Ho chiesto alla signora del Rifugio Cevedale se avesse un Suo indirizzo mail, perchè il messaggio che Le ho spedito il giorno dopo mi è tornato indietro per indirizzo errato. Desidero vivamente ringraziarLa. Ho apprezzato in particolare la professionalità e il senso di umanità che mi ha molto aiutato in quel momento difficile.

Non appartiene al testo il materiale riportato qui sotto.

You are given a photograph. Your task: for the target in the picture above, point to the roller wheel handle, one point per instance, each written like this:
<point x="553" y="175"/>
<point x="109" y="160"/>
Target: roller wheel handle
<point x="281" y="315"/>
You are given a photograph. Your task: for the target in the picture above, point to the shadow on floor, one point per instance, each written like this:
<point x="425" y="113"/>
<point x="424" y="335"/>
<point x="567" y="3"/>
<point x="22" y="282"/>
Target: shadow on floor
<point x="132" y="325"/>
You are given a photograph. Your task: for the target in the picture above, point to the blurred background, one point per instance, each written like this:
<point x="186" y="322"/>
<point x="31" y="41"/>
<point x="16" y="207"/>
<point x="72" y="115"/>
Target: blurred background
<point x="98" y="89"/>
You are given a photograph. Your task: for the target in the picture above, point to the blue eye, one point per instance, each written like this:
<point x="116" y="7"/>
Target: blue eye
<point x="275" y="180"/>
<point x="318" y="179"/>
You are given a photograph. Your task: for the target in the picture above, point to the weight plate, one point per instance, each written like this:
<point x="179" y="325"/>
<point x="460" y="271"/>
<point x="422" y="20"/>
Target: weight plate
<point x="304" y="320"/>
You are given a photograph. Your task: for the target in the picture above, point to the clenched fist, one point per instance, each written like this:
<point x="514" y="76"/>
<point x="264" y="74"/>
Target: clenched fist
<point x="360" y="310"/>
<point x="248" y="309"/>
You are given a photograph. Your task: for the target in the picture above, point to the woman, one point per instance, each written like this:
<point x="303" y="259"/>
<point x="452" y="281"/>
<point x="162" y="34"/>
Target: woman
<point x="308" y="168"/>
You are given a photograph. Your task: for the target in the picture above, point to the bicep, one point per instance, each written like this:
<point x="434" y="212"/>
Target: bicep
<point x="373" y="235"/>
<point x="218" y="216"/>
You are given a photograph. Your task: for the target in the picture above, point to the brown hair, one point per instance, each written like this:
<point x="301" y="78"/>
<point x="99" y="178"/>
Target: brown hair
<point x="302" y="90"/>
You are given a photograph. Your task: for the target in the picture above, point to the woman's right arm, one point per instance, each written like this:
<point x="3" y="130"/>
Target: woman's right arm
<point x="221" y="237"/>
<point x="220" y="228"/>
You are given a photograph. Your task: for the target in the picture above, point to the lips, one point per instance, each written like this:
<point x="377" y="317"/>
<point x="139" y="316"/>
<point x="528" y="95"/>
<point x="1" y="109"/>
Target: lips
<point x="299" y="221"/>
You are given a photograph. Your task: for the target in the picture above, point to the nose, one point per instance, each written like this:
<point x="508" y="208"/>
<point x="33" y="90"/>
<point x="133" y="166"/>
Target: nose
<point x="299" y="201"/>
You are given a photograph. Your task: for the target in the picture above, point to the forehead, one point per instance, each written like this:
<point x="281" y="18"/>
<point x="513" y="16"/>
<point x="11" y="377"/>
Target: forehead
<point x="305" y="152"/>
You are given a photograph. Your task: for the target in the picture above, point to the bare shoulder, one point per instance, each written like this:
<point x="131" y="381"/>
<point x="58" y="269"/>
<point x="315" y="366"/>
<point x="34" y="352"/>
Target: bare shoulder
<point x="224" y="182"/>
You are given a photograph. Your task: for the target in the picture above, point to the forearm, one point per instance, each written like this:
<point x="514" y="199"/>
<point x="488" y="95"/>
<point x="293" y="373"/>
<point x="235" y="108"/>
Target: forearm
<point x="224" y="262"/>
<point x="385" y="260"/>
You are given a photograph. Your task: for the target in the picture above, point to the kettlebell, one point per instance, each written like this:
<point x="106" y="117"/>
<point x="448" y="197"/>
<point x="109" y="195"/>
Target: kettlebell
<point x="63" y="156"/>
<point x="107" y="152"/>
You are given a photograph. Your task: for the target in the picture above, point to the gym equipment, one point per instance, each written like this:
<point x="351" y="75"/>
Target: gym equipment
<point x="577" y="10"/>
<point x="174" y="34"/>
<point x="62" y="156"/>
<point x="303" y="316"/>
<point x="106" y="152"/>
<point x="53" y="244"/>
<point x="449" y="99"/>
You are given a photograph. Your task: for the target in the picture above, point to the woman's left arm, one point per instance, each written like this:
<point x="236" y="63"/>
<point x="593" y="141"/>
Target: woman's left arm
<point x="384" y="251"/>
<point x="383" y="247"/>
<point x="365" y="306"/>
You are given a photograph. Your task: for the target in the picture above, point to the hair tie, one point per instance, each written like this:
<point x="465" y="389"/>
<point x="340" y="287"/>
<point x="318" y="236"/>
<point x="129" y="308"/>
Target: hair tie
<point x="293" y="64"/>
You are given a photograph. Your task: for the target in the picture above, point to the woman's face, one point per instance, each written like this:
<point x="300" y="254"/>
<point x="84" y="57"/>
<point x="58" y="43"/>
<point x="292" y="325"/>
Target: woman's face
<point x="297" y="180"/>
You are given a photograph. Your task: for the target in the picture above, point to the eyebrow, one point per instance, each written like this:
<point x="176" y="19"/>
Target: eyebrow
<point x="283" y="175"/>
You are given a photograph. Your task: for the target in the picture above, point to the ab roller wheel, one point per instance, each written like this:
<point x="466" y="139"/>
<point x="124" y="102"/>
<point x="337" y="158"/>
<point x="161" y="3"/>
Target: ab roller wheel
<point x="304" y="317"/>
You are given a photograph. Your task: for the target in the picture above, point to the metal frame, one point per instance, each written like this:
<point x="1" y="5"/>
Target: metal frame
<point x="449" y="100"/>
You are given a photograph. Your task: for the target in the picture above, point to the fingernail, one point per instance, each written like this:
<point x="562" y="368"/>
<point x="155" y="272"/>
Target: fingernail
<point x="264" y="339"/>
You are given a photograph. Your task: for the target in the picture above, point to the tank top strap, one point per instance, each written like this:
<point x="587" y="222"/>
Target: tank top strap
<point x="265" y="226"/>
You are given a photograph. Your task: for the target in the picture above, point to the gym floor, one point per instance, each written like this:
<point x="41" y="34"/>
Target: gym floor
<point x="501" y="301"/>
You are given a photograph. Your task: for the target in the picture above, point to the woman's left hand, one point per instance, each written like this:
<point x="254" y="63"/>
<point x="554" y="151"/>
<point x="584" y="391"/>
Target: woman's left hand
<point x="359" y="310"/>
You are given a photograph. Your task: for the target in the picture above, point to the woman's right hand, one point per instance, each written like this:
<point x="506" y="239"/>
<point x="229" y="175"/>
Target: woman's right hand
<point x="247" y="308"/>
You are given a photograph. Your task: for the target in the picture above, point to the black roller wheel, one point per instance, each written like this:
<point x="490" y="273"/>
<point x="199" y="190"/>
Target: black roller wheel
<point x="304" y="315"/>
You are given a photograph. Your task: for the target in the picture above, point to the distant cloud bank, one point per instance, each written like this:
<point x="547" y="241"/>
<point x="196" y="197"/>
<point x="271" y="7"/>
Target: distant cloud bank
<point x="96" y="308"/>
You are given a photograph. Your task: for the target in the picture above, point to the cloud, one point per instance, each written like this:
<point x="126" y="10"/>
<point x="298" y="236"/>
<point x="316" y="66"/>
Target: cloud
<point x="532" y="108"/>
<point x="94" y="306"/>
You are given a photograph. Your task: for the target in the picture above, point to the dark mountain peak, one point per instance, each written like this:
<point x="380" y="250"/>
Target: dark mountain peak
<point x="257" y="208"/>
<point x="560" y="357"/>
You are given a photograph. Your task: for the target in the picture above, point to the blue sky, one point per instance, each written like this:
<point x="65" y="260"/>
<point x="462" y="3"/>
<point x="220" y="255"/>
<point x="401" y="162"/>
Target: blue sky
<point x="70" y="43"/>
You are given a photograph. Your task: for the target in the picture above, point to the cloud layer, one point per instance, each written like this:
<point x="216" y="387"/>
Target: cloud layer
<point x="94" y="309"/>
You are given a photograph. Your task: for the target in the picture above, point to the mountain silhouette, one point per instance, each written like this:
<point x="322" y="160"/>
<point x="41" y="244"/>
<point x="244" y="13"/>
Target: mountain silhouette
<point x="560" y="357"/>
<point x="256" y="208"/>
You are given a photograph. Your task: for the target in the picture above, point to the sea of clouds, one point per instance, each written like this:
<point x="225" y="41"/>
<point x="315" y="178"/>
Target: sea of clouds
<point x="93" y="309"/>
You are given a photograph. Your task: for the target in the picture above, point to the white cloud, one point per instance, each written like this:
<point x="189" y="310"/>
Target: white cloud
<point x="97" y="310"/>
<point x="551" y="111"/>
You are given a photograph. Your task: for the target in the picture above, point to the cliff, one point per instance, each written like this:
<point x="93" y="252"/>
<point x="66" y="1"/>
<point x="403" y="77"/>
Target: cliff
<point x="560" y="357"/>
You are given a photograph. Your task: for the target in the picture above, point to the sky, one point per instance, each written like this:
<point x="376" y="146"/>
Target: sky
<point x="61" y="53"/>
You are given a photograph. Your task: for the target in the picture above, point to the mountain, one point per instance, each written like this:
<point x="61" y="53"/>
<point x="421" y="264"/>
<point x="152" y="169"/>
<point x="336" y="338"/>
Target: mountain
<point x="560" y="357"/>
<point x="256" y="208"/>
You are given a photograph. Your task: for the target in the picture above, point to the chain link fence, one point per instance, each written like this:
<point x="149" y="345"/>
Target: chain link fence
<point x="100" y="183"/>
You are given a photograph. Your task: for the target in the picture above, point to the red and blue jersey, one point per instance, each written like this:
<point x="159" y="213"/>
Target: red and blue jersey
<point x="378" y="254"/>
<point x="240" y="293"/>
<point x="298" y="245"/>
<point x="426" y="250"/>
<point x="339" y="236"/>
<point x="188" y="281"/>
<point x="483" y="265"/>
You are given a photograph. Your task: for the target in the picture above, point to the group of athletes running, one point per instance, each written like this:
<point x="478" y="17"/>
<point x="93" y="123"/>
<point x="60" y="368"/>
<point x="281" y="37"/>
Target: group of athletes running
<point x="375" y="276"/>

Come anticipatoLe da mia moglie Rina, desidero approfittare dell'occasione della fortuna di avervi incontrato per una piccola offerta all'organizzazione umanitaria di solidarietà con l'Africa cui Lei aveva accennato.Attendo dunque le indicazioni per dove versare la mia offerta.
Grazie di nuovo di cuore.
Salutate
le donne, con Fabiana facciamo rientro al rifugio, sono quasi le 18.00, il sole
comincia pian piano a prendere i contorni giallo acceso, preludio a un lungo
tramonto. Con lei ho una piacevole chiacchierata, parliamo un po’ delle nostre
vite, dei nostri figli (il suo piccolo, Samuele, ha 5 anni e come il mio Dario
odia terribilmente fare la doccia!!), delle nostre vedute. Mi parla di come si
sia innamorata del mare della Sardegna, e della loro vita di sacrifici,
sudandosi tutto quello che finora posseggono. Forse retoricamente, vedo in lei
lo stereotipo della persona di montagna, con un carattere forte, deciso, e
semplice allo stesso tempo. Al rifugio raccontiamo l’accaduto fra l’incredulità
dei presenti, e orgogliosamente ricevo anche i ringraziamenti da Manuel.
Salgo
di sopra in camerata anche per darmi una rapida lavata, ma sento già una fame
da lupi!! In camerata Monte Vioz ho la compagnia di un gruppo di 4 signori di
Firenze (pensa te!) con i quali socializzo subito; domattina anche loro
andranno sul Cevedale. Scendo per la cena, gustosa e abbondante come sempre,
poi è ancora la volta del racconto della giornata, al tavolo con i quattro
fiorentini, mentre Fabiana ci offre una grappa da loro prodotta veramente
deliziosa, e per dirlo io che non sono affatto un amante delle grappe..
Anche
il piccolo Samuele osserva incredulo il filmato di questo grande elicottero che
tira su tre persone come fossero formichine. Dietro il nostro tavolo, una
coppia di tedeschi, marito e moglie, anche loro inequivocabilmente ospiti del
rifugio, questa notte. I fiorentini si ritirano in camerata, io non posso fare
a meno di chiamare Alessandra con il telefono del rifugio, per raccontargli
l’incredibile giornata trascorsa.
Infine
è il momento dei saluti con lo staff del Rifugio Larcher al Cevedale, che per
due giorni è stata la mia casa. Con Fabiana ci ringraziamo vicendevolmente per
le avventure di questi due giorni, poi Manuel mi da un po’ di dritte per il
nuovo sentiero che dovrò affrontare domani per l’attraversamento della Vedretta
del Careser, in direzione del Rifugio Dorigoni in val di Saént (dove mi
incaricano di portare a Cecilia i loro saluti), e controlla anche la situazione
meteo, che ancora mette bel tempo (e vai!). Facciamo anche una rituale foto
ricordo per il blog, poi consueto scambio di email e anche con loro la promessa
di un commento, a racconti pubblicati.
Salgo
in camerata e velocemente mi corico sul letto, visto che i fiorentini sono già
a letto. Il pensiero è già proiettato a domani, un altro momento delicato di
questa Alta Via, l’attraversamento per la prima volta di un piccolo ghiacciaio,
seppur tecnicamente non impegnativo, ma in solitaria, con uno zaino di 15kg
sulle spalle, e con l’accumulo sulle gambe di questi quattro intensi giorni,
culminati con l’incredibile fuori programma del tardo pomeriggio. Spero di
essere in forma per domani e non avere ricadute.